Chose promise, chose dûe, voici la suite de l'article du 1er mai,
dédicacé à Lorraine qui attendait cette publication depuis longtemps...
Le costume du pays d'Arles est magnifique. Il confère à celle qui le porte une
allure de reine.
Toutefois il demande un réel savoir-faire et un temps considérable de préparation :
pas moins de 3 heures à celles qui savent s'habiller seules.
A chaque âge de la vie de la femme correspond un costume.
le costume de bonnet est celui des enfants
jusqu'à 8 ans : une jupe couverte d'un tablier, une chemise blanche couverte d'un caraco noir sans manche et un petit bonnet blanc.
Le costume de Mireille porté par les
petites filles de 8 à 15 ans est plus complexe : une jupe ample et un tablier, un fichu blanc et une coiffe blanche qui demande un vrai savoir-faire.
Le costume de Virginen est celui de la
jeune fille en âge de se marier. Elle prend alors le ruban aux Saintes-Maries de la Mer, le dernier dimanche de juillet. Elle ne porte plus de tablier mais une jupe de coton plus longue
froncée à l'arrière, un eso (haut) noir sur lequel se ferme le fichu qui avec 3 autres éléments forment la chapelle. Ici, la jeune fille porte encore la coiffe blanche des
Mireille.
Le costume d'arlésienne est porté pour la
première fois par la jeune fille un an après sa prise de ruban, lors de la fête du costume, le 1er dimanche de juillet, lors de sa présentation à la Reine d'Arles.

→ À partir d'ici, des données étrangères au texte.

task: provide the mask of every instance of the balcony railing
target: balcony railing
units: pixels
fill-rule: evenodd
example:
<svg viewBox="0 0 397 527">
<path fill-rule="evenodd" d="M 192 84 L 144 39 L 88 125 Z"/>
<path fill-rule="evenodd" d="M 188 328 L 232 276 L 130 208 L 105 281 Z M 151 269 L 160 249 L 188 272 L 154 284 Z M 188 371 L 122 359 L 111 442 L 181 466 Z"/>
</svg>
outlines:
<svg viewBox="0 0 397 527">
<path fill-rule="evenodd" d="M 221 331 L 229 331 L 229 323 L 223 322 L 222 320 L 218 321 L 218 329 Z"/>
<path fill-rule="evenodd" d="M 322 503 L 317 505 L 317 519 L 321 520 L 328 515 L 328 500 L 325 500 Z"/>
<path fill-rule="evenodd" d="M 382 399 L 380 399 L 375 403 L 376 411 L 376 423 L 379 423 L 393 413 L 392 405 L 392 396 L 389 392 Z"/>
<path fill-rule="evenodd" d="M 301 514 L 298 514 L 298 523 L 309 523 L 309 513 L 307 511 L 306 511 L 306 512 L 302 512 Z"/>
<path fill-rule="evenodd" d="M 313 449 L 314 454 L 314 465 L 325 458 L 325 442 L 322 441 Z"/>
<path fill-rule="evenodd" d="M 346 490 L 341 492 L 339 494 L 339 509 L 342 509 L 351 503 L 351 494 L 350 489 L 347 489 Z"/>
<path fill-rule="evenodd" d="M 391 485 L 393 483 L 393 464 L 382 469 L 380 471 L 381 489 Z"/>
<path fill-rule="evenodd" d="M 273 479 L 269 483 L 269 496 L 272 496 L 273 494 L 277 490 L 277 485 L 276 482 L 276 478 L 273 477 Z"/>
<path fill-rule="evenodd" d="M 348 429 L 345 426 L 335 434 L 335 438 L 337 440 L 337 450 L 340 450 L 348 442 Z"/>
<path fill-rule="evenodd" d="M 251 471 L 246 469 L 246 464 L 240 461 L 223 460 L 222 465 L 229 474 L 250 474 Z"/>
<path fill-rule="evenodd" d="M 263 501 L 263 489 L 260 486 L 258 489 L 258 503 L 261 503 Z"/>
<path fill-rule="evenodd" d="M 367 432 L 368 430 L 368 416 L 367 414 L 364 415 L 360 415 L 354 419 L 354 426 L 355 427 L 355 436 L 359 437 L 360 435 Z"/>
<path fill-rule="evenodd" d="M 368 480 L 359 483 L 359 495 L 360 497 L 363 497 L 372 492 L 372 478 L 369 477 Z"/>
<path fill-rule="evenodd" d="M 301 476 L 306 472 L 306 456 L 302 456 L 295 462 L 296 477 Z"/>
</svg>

Il est en soie de la jupe à
l'eso. Le fichu est particulièrement riche et beau. Le ruban est de couleur.
A cela s'ajoutent de nombreux
accessoires :
broches, bourses, gants de dentelles, saute-ruisseau pour relever la jupe.
Rien n'est laissé au hasard ou à la fantaisie :
la coiffure en rouleaux a ses codes et nécessite de porter des cheveux longs,
5 plis dans le cou sur le châle pour le maintenir,
5 épingles plantées à des endroits bien précis
et dont la disposition en triangle évoque le delta du Rhône...
Une fois costumée, une femme ne peut fumer en public.
Les rubans de tête sont des pièces rares et très coûteuses.
Un atelier en fabrique toujours aux Baux de Provence.
Ce sont eux qui déterminent le reste du costume qui leur est assorti.
Tous ces codes font de l'Arlésienne une des plus belles femmes costumées.
La variété des couleurs, le plissage des étoffes,
la finesse des dentelles sont un enchantement pour les yeux.